Zwei Wölfe in meinem Herzen
Ein Beitrag von Pater Damian Meyer
Ein alter Indianer saß mit seinem Enkelsohn am Lagerfeuer. Es war schon dunkel geworden und das Feuer knackte, während die Flammen in den Himmel züngelten. Der Alte sagte nach einer Weile des Schweigens: "Weißt du, wie ich mich manchmal fühle? Es ist, als ob da zwei Wölfe in meinem Herzen miteinander kämpfen würden. Einer der beiden ist rachsüchtig, aggressiv und grausam. Der andere hingegen ist liebevoll, sanft und mitfühlend." – "Welcher der beiden wird den Kampf um dein Herz gewinnen?", fragte der Junge. "Der Wolf, den ich füttere," antwortete der Alte.
Der Weisheit des alten Indianers werden die meisten von uns aus eigener Erfahrung zustimmen können. Dabei kommt einem das bekannte Wort aus Goethes "Faust" in den Sinn: "Zwei Seelen wohnen, ach! in meiner Brust."
Wir fühlen uns hin und her gerissen zwischen Gefühlen und Impulsen der Rache und Aggressivität, wenn wir angegriffen werden oder scharf kritisiert werden, und der nüchternen Überlegung, ob der andere mit seiner Kritik nicht doch Recht hat. Welche Kräfte gewinnen in uns die Oberhand? Der Indianer sagt: Es hängt davon ab, ob wir durch die Praxis – "den Wolf füttern" – die liebevolle und mitfühlende Seite in uns wachsen lassen und stärken, oder aber immer wieder unseren Impulsen der Rache und Angriffslust nachgeben. Der Mensch ist ja nicht einfach von Hause aus gut, sondern muss das Gute ein ganzes Leben lang einüben. Er ist, um in der Sprache der christlichen Tradition zu reden, aufgerufen, ethische Grundhaltungen (Tugenden) zu entwickeln und zu pflegen, zum Beispiel die vier Kardinaltugenden Klugheit, Gerechtigkeit, Tapferkeit, Zucht und Maß. Wer immer wieder Nächstenliebe und Gerechtigkeit einübt, wird eher sanft und mitfühlend seinen Mitmenschen entgegentreten.
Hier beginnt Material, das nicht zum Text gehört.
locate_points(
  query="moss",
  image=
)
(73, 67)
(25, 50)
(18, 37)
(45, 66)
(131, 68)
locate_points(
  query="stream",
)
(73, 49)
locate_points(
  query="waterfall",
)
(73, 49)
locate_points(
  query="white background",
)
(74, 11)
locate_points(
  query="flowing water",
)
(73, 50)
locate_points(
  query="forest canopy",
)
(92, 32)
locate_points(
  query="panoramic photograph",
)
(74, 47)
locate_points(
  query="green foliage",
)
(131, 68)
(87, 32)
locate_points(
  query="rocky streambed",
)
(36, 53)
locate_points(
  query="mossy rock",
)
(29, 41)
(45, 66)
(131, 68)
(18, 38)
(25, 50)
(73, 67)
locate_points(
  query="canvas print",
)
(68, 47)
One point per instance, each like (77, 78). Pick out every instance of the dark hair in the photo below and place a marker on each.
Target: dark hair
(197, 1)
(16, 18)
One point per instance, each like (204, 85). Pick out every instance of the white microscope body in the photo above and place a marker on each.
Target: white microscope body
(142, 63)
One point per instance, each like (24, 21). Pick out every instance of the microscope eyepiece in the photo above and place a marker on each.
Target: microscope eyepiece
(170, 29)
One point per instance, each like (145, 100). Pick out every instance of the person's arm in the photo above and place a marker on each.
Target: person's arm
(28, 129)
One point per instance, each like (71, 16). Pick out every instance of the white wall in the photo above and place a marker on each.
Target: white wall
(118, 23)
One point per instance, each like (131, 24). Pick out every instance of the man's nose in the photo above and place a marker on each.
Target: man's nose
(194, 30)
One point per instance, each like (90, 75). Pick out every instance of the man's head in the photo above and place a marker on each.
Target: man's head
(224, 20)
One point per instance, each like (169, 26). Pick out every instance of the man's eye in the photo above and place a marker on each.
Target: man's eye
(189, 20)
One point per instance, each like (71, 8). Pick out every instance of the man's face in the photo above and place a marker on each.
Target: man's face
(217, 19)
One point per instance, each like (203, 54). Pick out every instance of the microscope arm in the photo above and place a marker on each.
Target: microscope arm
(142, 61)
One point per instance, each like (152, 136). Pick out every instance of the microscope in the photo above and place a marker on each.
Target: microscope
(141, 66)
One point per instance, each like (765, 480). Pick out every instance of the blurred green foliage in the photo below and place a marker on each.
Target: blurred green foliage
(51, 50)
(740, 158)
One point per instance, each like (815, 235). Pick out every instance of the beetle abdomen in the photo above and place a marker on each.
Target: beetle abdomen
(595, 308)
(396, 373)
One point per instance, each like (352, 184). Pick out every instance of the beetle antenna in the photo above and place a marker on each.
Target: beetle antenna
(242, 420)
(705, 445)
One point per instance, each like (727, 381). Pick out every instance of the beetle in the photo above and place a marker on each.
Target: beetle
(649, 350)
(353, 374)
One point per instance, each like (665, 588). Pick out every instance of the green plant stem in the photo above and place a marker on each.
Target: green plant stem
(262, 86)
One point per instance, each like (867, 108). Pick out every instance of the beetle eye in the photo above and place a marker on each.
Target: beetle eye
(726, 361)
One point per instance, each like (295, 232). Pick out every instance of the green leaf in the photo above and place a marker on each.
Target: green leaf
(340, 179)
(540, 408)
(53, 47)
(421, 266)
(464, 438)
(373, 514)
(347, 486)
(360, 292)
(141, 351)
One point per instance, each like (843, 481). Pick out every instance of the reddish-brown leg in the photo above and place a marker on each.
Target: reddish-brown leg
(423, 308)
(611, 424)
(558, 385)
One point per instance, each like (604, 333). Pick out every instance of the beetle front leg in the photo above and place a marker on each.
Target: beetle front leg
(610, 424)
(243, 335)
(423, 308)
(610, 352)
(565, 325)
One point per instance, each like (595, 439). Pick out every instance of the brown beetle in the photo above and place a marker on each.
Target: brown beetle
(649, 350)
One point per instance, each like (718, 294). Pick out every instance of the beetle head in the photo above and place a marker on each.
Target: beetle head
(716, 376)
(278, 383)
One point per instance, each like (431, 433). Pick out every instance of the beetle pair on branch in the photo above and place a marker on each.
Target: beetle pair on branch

Ich glaube, der Konflikt zwischen den beiden Seiten unserer Persönlichkeit wird uns trotz der richtigen "Fütterung" immer begleiten und herausfordern. Der heilige Paulus hat diesen Kampf und sein eigenes Zerrissen-Werden im Römerbrief (Kapitel 7) dramatisch beschrieben. "Ich weiß, dass in mir, das heißt, meinem Fleisch, nichts Gutes wohnt; das Wollen ist bei mir vorhanden, aber ich mag das Gute nicht zu verwirklichen. Denn ich tue nicht das Gute, das ich will, sondern das Böse, das ich nicht will ... Ich unglücklicher Mensch!" Mit guten Vorsätzen ist nicht geholfen. Am guten Willen liegt es nicht. Paulus weiß: Er kann den Kampf nicht allein gewinnen. So setzt er im Glauben auf Jesus Christus, der ihn erlöst, ihn frei macht. Indem er seine Schwäche erkennt und zugibt, öffnet er sich für die Stärke, die Gott ihm gibt: "Alles vermag ich durch ihn, der mir Kraft gibt" (Philipperbrief 4,13).